Chuanqi Xu via cfe-commits cfe-commits at lists.llvm.org
Mon Aug 28 02:14:00 PDT 2023


Author: Chuanqi Xu
Date: 2023-08-28T17:07:30+08:00
New Revision: b32aa72afc1d6a094fde6ca04d8a1124af34a2ad

URL: https://github.com/llvm/llvm-project/commit/b32aa72afc1d6a094fde6ca04d8a1124af34a2ad
DIFF: https://github.com/llvm/llvm-project/commit/b32aa72afc1d6a094fde6ca04d8a1124af34a2ad.diff

LOG: Recommit [C++20] [Coroutines] Mark await_suspend as noinline if the awaiter is not empty

The original patch is incorrect since it marks too many calls to be
noinline. It shows that it is bad to do analysis in the frontend again.
This patch tries to mark the await_suspend function as noinlne only.

---

Close https://github.com/llvm/llvm-project/issues/56301
Close https://github.com/llvm/llvm-project/issues/64151
Close https://github.com/llvm/llvm-project/issues/65018

See the summary and the discussion of
https://reviews.llvm.org/D157070
to get the full context.

As @rjmccall pointed out, the key point of the root cause is that
currently we didn't implement the semantics for '@llvm.coro.save'
well ("after the await-ready returns false, the coroutine is considered
to be suspended ") well.
Since the semantics implies that we (the compiler) shouldn't write
the spills into the coroutine frame in the await_suspend. But now it is
possible due to some combinations of the optimizations so the semantics are
broken. And the inlining is the root optimization of such optimizations.
So in this patch, we tried to add the `noinline` attribute to the
await_suspend function.

This looks slightly problematic since the users are able to call the
await_suspend function standalone. This is limited by the
implementation. On the one hand, we don't want the workaround solution
(See the proposed solution later) to be too complex. On the other hand,
it is rare to call await_suspend standalone. Also it is not semantically
incorrect to do so since the inlining is not part of the C++ standard.

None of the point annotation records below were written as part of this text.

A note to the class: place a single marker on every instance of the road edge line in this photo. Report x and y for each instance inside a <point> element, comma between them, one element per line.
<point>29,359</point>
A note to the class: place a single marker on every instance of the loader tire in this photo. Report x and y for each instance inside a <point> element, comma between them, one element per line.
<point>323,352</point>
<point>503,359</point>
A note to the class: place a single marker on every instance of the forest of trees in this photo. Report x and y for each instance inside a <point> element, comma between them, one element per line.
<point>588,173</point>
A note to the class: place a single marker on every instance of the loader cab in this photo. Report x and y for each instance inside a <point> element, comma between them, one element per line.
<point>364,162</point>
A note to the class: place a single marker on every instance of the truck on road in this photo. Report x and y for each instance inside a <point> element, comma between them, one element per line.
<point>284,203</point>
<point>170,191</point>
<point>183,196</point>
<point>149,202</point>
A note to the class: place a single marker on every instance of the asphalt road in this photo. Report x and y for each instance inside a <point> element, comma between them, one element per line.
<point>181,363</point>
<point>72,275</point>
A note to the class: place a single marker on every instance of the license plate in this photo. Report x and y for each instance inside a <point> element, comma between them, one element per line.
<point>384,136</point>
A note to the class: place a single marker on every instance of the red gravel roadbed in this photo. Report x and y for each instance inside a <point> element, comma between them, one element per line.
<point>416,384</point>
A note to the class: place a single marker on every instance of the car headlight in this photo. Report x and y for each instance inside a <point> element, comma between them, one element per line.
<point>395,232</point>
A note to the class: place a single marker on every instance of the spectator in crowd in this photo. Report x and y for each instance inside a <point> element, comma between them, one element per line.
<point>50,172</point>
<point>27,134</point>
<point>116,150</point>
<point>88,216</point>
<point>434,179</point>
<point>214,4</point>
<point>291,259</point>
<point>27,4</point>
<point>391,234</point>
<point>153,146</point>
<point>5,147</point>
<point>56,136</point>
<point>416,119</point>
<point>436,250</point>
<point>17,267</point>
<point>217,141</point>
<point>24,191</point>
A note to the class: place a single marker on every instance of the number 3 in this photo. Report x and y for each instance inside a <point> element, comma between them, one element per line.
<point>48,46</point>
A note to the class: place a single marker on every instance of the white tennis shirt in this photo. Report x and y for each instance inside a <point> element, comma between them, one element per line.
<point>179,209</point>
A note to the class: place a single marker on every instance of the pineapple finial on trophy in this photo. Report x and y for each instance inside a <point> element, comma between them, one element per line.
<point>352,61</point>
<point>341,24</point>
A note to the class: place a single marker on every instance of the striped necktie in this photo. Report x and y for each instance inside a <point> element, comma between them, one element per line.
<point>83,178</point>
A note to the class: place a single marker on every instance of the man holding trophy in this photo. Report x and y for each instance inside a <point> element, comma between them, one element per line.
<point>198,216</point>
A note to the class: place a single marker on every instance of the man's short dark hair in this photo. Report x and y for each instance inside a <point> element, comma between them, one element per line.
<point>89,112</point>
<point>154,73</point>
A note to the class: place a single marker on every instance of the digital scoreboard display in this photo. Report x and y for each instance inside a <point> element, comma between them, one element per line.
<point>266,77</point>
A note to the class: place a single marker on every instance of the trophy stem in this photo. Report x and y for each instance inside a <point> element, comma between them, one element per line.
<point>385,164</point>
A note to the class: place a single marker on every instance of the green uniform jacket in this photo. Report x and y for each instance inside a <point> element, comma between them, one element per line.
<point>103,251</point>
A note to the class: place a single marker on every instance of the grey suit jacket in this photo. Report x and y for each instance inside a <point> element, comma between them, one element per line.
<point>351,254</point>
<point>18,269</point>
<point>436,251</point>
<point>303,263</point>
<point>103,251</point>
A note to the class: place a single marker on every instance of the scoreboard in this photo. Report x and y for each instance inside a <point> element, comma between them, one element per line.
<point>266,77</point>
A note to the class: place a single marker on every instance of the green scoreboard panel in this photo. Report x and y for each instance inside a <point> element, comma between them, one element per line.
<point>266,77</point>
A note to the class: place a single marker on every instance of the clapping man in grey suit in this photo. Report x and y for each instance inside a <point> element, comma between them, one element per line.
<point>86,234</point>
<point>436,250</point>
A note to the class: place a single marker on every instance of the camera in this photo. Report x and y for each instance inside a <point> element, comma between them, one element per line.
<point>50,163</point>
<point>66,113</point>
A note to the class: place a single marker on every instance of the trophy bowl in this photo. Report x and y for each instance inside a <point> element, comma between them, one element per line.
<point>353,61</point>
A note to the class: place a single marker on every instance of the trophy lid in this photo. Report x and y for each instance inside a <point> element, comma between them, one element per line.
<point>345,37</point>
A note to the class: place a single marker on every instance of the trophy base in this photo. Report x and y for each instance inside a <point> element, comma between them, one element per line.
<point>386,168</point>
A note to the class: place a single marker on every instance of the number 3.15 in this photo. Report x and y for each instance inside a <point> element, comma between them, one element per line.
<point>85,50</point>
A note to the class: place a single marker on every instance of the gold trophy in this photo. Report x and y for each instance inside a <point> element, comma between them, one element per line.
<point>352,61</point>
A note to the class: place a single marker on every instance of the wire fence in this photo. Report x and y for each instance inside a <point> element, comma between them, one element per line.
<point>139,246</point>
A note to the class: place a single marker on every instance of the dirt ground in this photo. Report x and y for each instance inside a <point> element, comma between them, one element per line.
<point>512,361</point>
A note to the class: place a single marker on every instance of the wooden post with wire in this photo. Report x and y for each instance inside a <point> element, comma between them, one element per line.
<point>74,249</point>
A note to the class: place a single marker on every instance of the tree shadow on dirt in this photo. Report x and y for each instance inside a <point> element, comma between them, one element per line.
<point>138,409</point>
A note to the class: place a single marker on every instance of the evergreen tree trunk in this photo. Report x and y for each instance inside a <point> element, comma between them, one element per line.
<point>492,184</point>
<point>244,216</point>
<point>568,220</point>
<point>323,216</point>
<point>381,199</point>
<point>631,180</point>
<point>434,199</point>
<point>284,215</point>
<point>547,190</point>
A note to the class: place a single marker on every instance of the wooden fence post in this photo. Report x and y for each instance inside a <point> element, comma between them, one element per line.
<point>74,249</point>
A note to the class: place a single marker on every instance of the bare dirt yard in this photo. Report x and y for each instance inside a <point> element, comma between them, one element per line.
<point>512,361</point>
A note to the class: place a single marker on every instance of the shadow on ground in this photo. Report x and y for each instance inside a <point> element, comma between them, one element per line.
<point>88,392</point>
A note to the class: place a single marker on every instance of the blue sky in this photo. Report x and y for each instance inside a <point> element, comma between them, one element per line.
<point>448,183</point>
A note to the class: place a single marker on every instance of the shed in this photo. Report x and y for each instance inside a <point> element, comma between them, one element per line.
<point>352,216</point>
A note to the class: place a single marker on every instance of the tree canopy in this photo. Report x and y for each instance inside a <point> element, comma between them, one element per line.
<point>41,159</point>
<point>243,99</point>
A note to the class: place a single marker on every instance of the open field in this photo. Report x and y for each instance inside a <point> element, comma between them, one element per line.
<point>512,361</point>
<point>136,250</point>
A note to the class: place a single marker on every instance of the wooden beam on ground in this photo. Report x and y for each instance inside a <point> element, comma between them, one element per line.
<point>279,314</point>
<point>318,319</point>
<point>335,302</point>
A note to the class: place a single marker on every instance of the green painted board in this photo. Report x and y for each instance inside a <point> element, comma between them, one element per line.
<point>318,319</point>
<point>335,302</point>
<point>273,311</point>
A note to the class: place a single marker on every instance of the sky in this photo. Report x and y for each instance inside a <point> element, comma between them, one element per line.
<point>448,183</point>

Also as an optimization, we don't add the `noinline` attribute to
the await_suspend function if the awaiter is an empty class. This should be
correct since the programmers can't access the local variables in
await_suspend if the awaiter is empty. I think this is necessary for
the performance since it is pretty common.

The long term solution is:

    call @llvm.coro.await_suspend(ptr %awaiter, ptr %handle,
                                  ptr @awaitSuspendFn)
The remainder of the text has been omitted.